The Depression of Gaming Addiction

(This content is being used for illustrative purposes only; any person depicted in the content is a model)

A severe dependence on video games or Gaming addiction is more serious than a lot of people give it credit. We as a culture are starting to become more attached to our technology, and in a way smartphones and social media are making it more noticeable, and opening our eyes to the concept of obsessive and compulsive relationships with the internet and video games, and how things like the internet and addiction relate to depression.

Experts estimate that more than 3 million Americans between the ages of 8 and 18 years old could be suffering from a serious video game dependency. And medical authorities are finally noticing.

The Rebecca Christie Story

Rebecca Collenen Christie may not sound too familiar, but she was a woman who was involved in one of the most disturbing tragedies related to Internet Gaming Disorder. Rebeccas Christie was sentenced in 2009 to 25 years in prison, after allowing her daughter Brandi to starve to death while she played an online video game.

Christie sat at her computer for hours at a time playing the fantasy role playing game ‘World of Warcraft’ as her 3 year old daughter slowly starved. The neglected toddler was so hungry that she reportedly ate cat litter, and upon being rushed to the hospital she only weighed 23lbs, just one pound and a half more than she had weighed the previous year.

Doctors who examined the badly malnourished girl said her ribs were protruding from her body, and ultimately prosecutors said Brandi had died from malnutrion and dehydration.

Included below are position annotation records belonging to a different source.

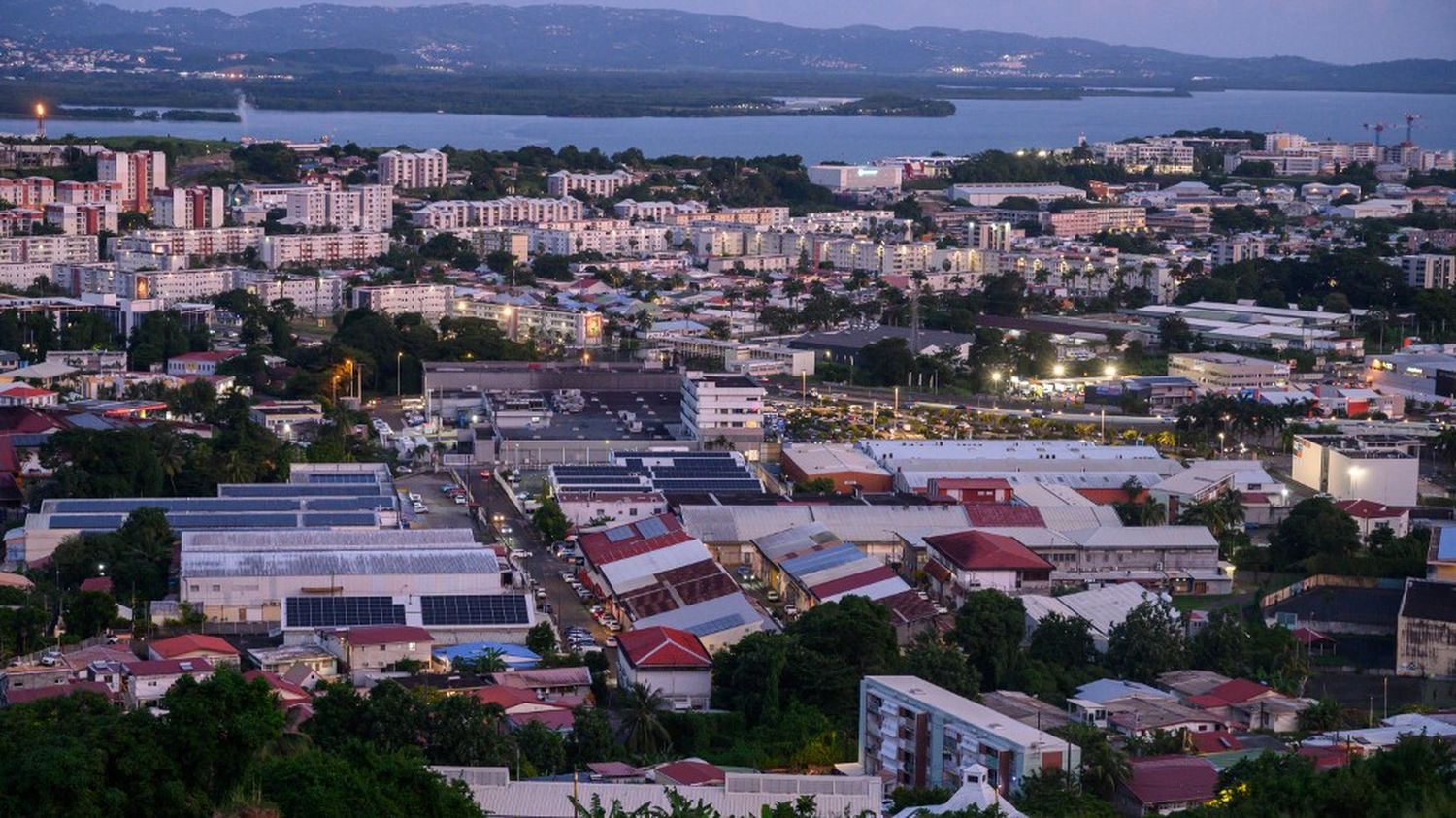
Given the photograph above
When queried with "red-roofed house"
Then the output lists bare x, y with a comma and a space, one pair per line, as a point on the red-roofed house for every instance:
670, 661
194, 646
378, 646
1372, 515
1165, 783
687, 773
976, 561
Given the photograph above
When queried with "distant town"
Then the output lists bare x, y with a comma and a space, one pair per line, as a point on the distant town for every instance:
1109, 479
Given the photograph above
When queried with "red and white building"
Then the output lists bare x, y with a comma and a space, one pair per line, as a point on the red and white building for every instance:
670, 661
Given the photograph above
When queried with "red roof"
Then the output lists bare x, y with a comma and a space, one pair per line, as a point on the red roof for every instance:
1214, 741
663, 648
1167, 779
191, 643
981, 550
690, 773
1369, 509
1004, 515
387, 635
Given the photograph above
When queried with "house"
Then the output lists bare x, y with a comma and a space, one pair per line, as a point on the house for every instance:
1165, 783
149, 680
973, 561
1372, 515
379, 646
670, 661
194, 646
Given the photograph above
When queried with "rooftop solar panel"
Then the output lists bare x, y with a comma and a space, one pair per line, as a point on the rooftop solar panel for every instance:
341, 611
474, 608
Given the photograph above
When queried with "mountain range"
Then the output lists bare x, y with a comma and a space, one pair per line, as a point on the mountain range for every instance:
469, 38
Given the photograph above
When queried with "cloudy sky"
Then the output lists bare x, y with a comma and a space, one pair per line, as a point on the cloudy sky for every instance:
1337, 31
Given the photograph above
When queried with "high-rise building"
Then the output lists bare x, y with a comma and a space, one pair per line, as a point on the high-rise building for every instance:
139, 174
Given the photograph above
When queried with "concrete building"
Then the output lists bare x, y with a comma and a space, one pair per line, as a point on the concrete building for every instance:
1426, 631
431, 302
188, 207
1380, 468
413, 171
670, 661
916, 734
856, 178
591, 185
322, 247
1225, 372
139, 174
724, 407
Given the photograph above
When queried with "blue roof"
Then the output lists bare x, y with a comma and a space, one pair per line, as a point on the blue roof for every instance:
818, 561
514, 655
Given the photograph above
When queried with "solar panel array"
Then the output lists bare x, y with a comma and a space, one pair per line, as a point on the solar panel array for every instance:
341, 611
474, 608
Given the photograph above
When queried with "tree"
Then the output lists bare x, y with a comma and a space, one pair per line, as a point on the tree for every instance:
1146, 643
941, 664
641, 721
989, 626
550, 520
541, 639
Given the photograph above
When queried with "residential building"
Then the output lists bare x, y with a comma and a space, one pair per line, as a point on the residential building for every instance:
1225, 372
322, 247
139, 174
670, 661
916, 734
724, 407
431, 302
413, 171
188, 207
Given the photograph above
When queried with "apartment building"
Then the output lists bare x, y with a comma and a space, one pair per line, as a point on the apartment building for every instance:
413, 171
322, 247
914, 734
1085, 221
724, 407
858, 178
31, 192
430, 302
1430, 271
1225, 372
574, 328
83, 218
494, 213
596, 185
139, 174
188, 207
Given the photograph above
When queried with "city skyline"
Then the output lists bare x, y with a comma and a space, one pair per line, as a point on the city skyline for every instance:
1336, 31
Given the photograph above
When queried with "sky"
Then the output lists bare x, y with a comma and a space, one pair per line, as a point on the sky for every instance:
1336, 31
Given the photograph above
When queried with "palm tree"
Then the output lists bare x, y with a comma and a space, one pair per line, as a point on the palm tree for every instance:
641, 722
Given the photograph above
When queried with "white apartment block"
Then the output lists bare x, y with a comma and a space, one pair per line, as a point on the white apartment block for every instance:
494, 213
188, 207
83, 218
611, 239
139, 174
596, 185
1430, 271
724, 407
414, 171
431, 302
29, 192
1225, 372
47, 249
579, 329
855, 178
87, 192
657, 212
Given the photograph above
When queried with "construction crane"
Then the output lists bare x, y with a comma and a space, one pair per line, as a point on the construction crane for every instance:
1409, 122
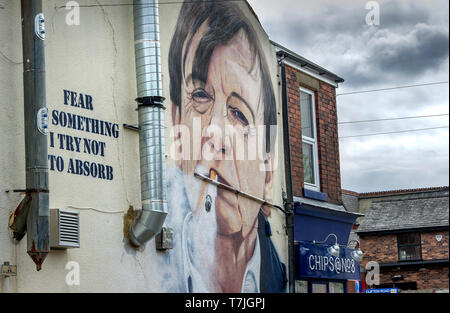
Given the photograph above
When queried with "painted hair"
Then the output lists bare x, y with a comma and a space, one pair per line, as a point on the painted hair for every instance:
225, 20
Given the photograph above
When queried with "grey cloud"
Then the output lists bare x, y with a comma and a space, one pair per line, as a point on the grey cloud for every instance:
409, 40
424, 48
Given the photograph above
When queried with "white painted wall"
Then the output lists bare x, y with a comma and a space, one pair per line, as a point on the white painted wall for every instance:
95, 58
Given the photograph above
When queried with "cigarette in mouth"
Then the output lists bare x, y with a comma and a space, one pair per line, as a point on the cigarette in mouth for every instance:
212, 176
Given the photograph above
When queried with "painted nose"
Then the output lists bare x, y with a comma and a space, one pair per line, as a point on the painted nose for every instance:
217, 138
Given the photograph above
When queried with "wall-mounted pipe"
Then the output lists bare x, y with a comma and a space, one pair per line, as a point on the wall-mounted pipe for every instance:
36, 128
289, 200
151, 122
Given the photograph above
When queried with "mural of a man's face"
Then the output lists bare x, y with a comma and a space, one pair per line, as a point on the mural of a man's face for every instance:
231, 96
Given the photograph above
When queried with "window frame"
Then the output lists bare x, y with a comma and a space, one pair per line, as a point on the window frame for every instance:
409, 245
312, 141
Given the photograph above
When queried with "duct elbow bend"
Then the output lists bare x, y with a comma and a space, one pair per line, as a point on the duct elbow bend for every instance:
148, 224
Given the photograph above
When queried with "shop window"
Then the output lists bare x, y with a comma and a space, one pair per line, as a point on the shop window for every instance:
336, 287
309, 140
317, 287
409, 246
301, 286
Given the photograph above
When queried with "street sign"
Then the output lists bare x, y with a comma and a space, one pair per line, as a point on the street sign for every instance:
382, 290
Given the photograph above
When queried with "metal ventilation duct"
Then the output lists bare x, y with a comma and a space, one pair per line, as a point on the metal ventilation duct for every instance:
151, 122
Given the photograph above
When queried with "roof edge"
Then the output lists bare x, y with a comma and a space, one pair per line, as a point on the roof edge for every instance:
305, 62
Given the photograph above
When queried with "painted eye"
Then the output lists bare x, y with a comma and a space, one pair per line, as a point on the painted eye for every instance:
201, 96
239, 116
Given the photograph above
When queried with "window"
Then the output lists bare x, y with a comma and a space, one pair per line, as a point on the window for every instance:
301, 286
309, 140
409, 246
319, 287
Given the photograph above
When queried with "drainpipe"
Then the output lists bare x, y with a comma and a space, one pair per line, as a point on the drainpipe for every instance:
289, 199
36, 129
151, 122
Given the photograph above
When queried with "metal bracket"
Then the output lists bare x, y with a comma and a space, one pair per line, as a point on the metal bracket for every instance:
39, 26
152, 101
42, 120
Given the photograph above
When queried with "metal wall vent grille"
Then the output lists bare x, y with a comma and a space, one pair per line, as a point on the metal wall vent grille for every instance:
64, 229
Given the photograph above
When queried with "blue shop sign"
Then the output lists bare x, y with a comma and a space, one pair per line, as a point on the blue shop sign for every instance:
316, 262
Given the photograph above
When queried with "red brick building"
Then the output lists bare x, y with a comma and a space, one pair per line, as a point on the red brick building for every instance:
320, 217
407, 233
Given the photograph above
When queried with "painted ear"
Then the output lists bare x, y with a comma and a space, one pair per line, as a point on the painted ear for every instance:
268, 186
175, 114
177, 144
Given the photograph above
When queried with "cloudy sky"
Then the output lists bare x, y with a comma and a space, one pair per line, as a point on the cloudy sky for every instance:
408, 47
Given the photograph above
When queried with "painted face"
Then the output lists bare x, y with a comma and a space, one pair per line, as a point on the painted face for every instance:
230, 98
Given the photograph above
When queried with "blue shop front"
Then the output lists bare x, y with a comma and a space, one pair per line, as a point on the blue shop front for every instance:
324, 262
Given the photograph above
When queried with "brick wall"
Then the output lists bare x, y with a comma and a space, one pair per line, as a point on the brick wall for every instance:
326, 122
330, 176
433, 249
295, 130
427, 277
383, 249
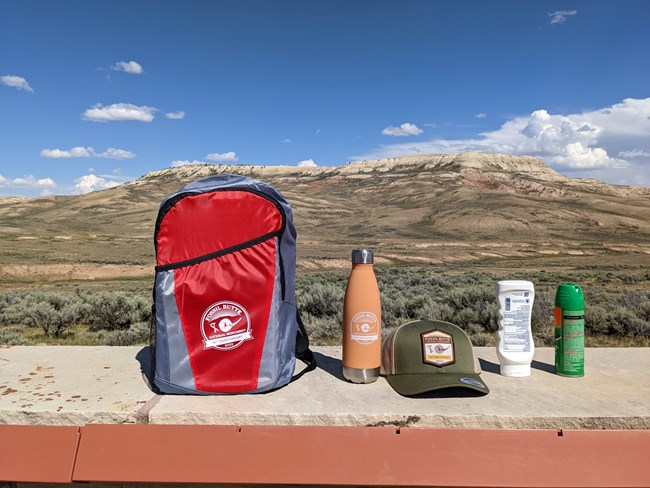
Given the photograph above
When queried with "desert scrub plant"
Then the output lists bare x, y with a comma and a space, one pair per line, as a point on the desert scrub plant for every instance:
116, 310
9, 337
136, 334
53, 312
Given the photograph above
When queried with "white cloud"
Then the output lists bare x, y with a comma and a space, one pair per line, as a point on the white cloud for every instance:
91, 182
634, 153
229, 157
130, 67
560, 16
184, 162
307, 162
180, 115
119, 112
405, 129
87, 152
28, 181
16, 82
578, 142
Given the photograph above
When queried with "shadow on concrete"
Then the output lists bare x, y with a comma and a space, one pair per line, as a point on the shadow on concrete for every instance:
489, 366
330, 365
144, 358
450, 393
548, 368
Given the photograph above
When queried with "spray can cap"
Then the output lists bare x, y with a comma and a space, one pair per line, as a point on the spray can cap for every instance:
362, 256
569, 296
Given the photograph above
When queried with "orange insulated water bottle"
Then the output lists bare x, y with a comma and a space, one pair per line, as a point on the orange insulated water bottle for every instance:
362, 321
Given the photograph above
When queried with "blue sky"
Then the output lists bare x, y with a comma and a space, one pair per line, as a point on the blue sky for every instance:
96, 93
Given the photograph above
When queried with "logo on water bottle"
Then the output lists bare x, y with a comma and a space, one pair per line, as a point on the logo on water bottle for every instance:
364, 328
225, 325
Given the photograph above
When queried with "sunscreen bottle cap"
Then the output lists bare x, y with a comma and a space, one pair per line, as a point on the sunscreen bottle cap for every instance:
362, 256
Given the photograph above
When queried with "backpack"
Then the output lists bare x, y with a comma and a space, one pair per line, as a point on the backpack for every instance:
225, 315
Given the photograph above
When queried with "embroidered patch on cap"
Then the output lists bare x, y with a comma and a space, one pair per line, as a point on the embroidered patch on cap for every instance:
438, 348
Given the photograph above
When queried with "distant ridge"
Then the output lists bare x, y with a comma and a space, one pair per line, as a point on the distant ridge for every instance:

This is just one horrifying incident where internet gaming addiction has turned deadly. Many people in recovery from internet gaming addiction actually admit to frequent thoughts of suicide when they cannot play the game of choice, and there have been several other reports of individuals dying because their bodies give out while gaming, though not all are credited to gaming addiction.

The DSM Takes Note

One welcomed sign of the medical world taking heed of this situation is that the latest edition of the Diagnostic and Statistical Manual of Mental Disorders (DSM) recently named this compulsive phenomenon as ‘Internet Gaming Disorder’, warning that such tireless and chronic online activity can result in clinically significant impairment or distress, while adding that certain neural pathways are triggered with gaming addicts just as a drug addicts drug of choice affects them.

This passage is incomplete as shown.